← BLOG · 4 MIN · BY RALF KLEIN

Why most GenAI projects fail to prove AI ROI

MIT found 95 percent of GenAI pilots show no measurable return. The diagnosis is wrong: AI is not failing on the model side, it is failing on measurement.

  • company
  • metrics

The MIT NANDA project's State of AI in Business 2025 report found that 95 percent of enterprise generative AI pilots produced no measurable business return after roughly $30 to $40 billion of investment. The number gets repeated everywhere. The diagnosis underneath it is wrong.

Most GenAI projects are not failing on the model side. They are failing on measurement.

What actually breaks

Forrester ran the same question from a different angle. In their analysis, only 15 percent of AI decision makers report an EBITDA lift, and fewer than 1 in 3 can tie AI value to P&L. That gap, between an automation that runs and an automation whose value lands on a financial statement, is the entire problem.

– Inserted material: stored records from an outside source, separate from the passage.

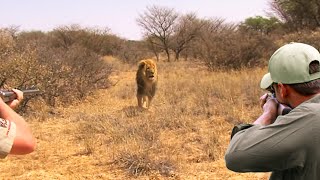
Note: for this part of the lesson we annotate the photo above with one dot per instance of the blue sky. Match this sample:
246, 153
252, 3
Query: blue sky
119, 15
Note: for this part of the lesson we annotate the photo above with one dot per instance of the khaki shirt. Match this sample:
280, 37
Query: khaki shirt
7, 135
290, 147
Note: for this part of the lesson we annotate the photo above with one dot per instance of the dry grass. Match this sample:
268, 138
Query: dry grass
183, 136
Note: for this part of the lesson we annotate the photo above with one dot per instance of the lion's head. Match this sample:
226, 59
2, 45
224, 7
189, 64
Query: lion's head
149, 70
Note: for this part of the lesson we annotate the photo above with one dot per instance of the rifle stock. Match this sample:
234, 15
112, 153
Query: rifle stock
7, 95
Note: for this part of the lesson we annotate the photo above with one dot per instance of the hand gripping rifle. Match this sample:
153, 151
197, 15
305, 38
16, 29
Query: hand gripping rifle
8, 95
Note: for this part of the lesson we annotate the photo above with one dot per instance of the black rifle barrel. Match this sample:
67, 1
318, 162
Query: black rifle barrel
7, 95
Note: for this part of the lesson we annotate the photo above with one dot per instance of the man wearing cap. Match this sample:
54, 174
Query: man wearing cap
286, 144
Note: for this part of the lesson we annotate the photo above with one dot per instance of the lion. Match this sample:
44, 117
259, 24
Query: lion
147, 79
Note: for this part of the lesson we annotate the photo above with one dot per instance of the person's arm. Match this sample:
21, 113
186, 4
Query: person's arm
24, 141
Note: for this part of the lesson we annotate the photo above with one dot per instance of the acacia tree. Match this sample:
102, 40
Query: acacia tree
186, 30
158, 24
260, 24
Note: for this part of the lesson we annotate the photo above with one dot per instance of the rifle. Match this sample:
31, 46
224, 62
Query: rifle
8, 95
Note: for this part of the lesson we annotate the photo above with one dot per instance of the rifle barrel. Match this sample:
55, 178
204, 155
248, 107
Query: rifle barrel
7, 95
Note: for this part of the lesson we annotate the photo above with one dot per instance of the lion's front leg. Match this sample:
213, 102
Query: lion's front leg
140, 100
149, 101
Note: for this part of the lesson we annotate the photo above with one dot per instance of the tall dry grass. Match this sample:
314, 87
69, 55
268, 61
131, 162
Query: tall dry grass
183, 136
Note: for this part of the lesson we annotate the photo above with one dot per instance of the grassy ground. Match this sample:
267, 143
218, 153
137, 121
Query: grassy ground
183, 136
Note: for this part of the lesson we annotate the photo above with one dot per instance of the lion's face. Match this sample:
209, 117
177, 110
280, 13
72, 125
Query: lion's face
149, 70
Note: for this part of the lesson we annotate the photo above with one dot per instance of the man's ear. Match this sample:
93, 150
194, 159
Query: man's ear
283, 90
141, 64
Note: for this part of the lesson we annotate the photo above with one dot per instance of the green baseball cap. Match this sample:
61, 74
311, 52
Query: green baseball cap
290, 65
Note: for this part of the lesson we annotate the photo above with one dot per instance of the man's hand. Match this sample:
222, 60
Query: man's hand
14, 103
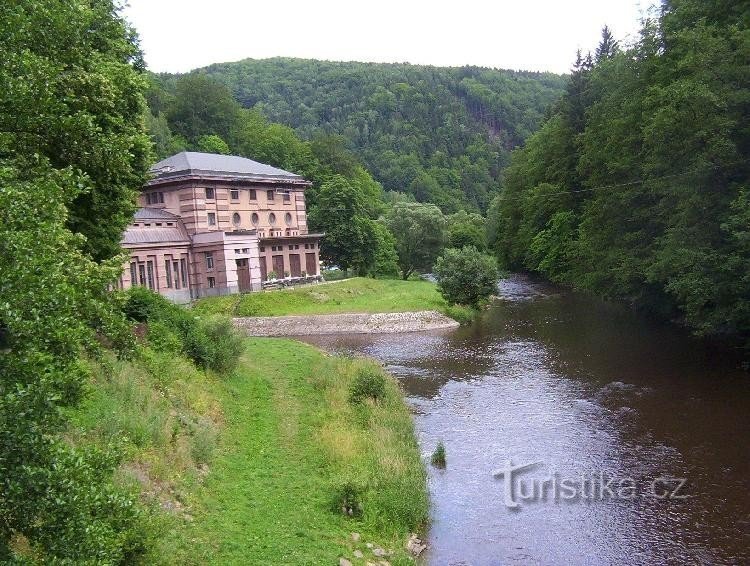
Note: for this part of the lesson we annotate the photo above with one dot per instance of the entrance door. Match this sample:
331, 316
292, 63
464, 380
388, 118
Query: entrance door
294, 266
311, 266
243, 275
278, 265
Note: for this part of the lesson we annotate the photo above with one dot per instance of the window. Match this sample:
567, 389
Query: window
176, 269
150, 271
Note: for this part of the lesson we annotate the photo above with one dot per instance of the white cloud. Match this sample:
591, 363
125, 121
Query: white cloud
542, 35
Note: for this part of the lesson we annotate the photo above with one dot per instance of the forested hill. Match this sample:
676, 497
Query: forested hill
442, 134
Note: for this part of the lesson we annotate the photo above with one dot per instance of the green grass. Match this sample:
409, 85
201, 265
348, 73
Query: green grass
353, 295
292, 442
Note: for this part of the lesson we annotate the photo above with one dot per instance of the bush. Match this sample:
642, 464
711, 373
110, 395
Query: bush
369, 383
438, 456
466, 276
210, 343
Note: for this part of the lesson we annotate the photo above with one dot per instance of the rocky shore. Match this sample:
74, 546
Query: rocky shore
345, 323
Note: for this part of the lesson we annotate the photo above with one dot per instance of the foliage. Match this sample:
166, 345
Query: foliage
353, 295
385, 263
72, 92
635, 185
440, 134
466, 276
53, 307
294, 451
211, 342
420, 235
368, 383
438, 456
350, 240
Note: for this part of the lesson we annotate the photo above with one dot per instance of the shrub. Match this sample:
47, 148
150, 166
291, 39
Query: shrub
466, 276
347, 498
438, 456
369, 383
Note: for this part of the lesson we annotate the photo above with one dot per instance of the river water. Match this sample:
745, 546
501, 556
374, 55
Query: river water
623, 409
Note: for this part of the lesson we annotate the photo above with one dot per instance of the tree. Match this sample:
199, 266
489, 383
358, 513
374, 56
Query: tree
419, 230
386, 258
53, 304
73, 92
466, 276
202, 106
351, 238
213, 144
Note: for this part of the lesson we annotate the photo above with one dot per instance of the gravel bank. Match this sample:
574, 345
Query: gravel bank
346, 323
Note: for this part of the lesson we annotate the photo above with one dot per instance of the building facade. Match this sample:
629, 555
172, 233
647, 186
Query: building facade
218, 224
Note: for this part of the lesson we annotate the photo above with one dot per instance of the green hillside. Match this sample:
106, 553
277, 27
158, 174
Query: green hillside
441, 134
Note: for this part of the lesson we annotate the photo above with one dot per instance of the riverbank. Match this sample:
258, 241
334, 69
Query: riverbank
356, 295
293, 451
345, 323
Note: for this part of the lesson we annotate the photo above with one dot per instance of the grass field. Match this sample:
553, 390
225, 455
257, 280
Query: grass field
293, 443
352, 295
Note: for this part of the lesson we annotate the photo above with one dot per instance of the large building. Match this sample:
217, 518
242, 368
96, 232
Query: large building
218, 224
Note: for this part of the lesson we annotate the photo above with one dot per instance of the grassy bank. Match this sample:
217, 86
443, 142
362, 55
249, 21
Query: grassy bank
255, 467
294, 450
353, 295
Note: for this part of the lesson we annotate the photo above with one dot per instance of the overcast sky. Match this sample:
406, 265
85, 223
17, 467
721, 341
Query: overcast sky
541, 35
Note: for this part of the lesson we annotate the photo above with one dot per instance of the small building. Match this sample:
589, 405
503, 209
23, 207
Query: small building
218, 224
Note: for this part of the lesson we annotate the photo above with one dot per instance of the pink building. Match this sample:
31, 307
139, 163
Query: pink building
218, 224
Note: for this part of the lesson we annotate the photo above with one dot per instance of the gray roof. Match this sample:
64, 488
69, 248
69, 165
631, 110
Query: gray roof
193, 163
154, 214
137, 235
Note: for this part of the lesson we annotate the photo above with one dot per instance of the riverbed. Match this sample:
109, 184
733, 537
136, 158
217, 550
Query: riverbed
648, 427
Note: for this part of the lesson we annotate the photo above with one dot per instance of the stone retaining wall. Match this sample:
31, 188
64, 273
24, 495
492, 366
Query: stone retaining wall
346, 323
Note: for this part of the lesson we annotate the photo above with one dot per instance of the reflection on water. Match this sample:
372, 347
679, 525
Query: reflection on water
583, 387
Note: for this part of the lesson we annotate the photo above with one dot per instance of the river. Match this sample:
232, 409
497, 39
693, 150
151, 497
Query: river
648, 428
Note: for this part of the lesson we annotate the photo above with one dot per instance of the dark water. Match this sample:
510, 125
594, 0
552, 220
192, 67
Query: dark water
585, 390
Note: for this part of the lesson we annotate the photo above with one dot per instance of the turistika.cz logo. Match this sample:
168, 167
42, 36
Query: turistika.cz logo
519, 489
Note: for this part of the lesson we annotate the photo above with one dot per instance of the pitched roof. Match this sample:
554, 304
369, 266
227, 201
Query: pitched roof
137, 235
193, 163
154, 214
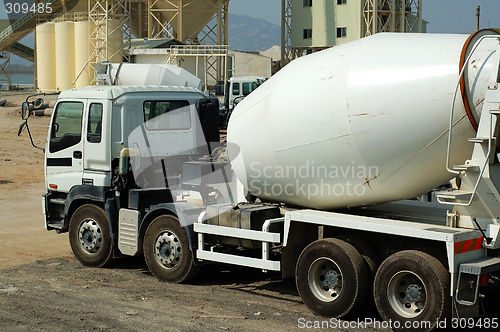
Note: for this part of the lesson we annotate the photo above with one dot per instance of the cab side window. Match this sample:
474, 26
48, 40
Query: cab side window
236, 89
66, 128
94, 126
167, 115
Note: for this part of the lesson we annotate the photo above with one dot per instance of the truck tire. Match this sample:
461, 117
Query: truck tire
89, 236
412, 286
331, 278
167, 251
372, 262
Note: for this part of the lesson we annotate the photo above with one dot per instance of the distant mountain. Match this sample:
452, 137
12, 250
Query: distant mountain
252, 34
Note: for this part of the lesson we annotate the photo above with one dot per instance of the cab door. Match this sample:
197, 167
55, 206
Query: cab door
64, 152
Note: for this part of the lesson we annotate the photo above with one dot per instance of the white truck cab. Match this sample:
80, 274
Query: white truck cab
92, 126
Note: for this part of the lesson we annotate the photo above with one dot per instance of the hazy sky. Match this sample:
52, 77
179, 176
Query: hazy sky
452, 16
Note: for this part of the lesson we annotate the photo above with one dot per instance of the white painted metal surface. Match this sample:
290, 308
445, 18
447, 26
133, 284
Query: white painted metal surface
361, 123
128, 231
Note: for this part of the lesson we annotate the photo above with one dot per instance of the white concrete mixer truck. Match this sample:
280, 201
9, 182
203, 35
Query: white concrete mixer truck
317, 178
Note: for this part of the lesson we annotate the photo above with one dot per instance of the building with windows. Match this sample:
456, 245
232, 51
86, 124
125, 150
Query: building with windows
319, 24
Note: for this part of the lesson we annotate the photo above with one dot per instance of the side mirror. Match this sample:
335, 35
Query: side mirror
37, 104
25, 110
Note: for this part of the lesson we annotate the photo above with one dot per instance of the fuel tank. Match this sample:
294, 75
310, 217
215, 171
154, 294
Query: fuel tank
363, 123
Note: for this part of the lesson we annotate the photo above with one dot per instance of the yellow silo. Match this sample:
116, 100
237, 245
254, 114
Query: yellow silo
65, 55
45, 57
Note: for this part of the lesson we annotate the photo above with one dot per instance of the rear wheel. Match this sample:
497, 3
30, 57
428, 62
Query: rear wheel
89, 236
331, 278
167, 251
412, 286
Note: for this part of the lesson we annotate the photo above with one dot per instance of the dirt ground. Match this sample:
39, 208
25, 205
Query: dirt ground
44, 288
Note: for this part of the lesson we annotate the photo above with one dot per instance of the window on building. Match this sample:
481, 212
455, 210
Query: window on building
341, 32
307, 33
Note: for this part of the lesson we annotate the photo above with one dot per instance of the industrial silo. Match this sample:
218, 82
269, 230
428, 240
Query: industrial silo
45, 57
65, 55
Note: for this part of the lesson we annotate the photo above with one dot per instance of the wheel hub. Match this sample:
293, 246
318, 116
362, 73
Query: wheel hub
407, 294
413, 293
325, 279
168, 249
90, 236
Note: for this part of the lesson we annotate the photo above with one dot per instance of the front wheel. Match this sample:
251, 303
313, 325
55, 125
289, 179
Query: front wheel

When CFOs cancel an AI initiative, they almost never do it because the model degraded. They do it because the team running the program could not produce a defensible number for the value created. The agent kept executing. Tickets kept getting deflected. Reports kept getting drafted. And the budget conversation still ended in "we cannot prove this is working."

To prove AI ROI in a way that survives a finance review, the work happens before the agent ships, not after.

Four reporting habits that separate growing budgets from shrinking ones

Across the AI ops teams that successfully defend budget at year end, four habits show up consistently. None of them require new technology. All four are about what gets measured and when.

1. A baseline that was set before deployment

Teams whose AI budget grows can produce, on demand, the per-task minute estimate they were working from before they turned the agent on. They did the time tracked sample, or the expert estimate consensus, or the historical task log analysis. The baseline is documented, dated, and tied to a specific task type.

Teams whose budget shrinks cannot produce a baseline. Six months in, they are arguing about whether human ticket triage was 4 minutes or 8 minutes per ticket, and the savings number swings by 100 percent depending on which estimate the room agrees to. The baseline is the floor of every number that follows.

2. Per-execution logging, not monthly aggregates

The first instinct is to track AI savings in monthly summaries. The teams whose numbers survive a CFO review do the opposite. Each execution writes a row. Each row has a timestamp, a task type, a baseline minute value, an outcome, and a workspace.

Monthly aggregates collapse the signal. A 60 percent deflection rate on support tickets means nothing if you cannot answer "which 60 percent, and what did the other 40 percent cost." Per-execution logs let the finance team reconstruct any cut of the data later, including the cuts they did not know they would want.

3. Tracking after the approval gate, not before

Most agents draft, classify, or summarise for human review. Counting savings on the draft step inflates every number, because rejected drafts do not save anyone time. They cost time.

The teams whose ROI claims hold up move the tracking node behind the approval gate. An AI draft that the human accepts logs as savings. An AI draft that the human rewrites does not. The same flow, with the tracking moved two nodes to the right, can take a 70 percent reported savings rate down to a defensible 45 percent. The 45 is the number the CFO believes the second time you bring it.

4. A 30/60/90 horizon dashboard

The reports that become standing artefacts in finance reviews are structured around three time horizons, not one. Microsoft Worklab's research on AI value at work and the playbooks documented in Larridin's AI ROI measurement guide converge on the same horizons.

At 30 days, the dashboard shows adoption and quality signals: how many users invoked the agent, what the rejection rate looked like, whether output passed the eval bar. At 60 to 90 days, it shifts to operational improvements: hours saved, cycle time reduction, deflection rate stability. At 6 to 12 months, it produces the financial outcome: human equivalent hours converted to money saved, mapped to a P&L line.

The 30/60/90 frame matters because each horizon answers a different question for a different audience. Skipping straight to financial outcomes at month one produces numbers no one trusts. Reporting only adoption metrics at month nine produces a budget cut.

What this looks like in practice

A team running 8,000 monthly executions across three n8n agents and one custom Python agent does not need a separate analytics platform to defend the budget. They need one consistent unit (human equivalent hours), one consistent baseline per task type, and one place where every execution lands. The teams whose budget grew this year were the ones doing exactly that, six months before the budget conversation started.

The 95 percent failure number is not a verdict on the technology. It is a verdict on a measurement gap. AI ops leaders preparing for the next budget defense have one job between now and that conversation: produce the four artefacts above, with dates that predate the conversation by at least a quarter. The number you can defend is the number that wins the room.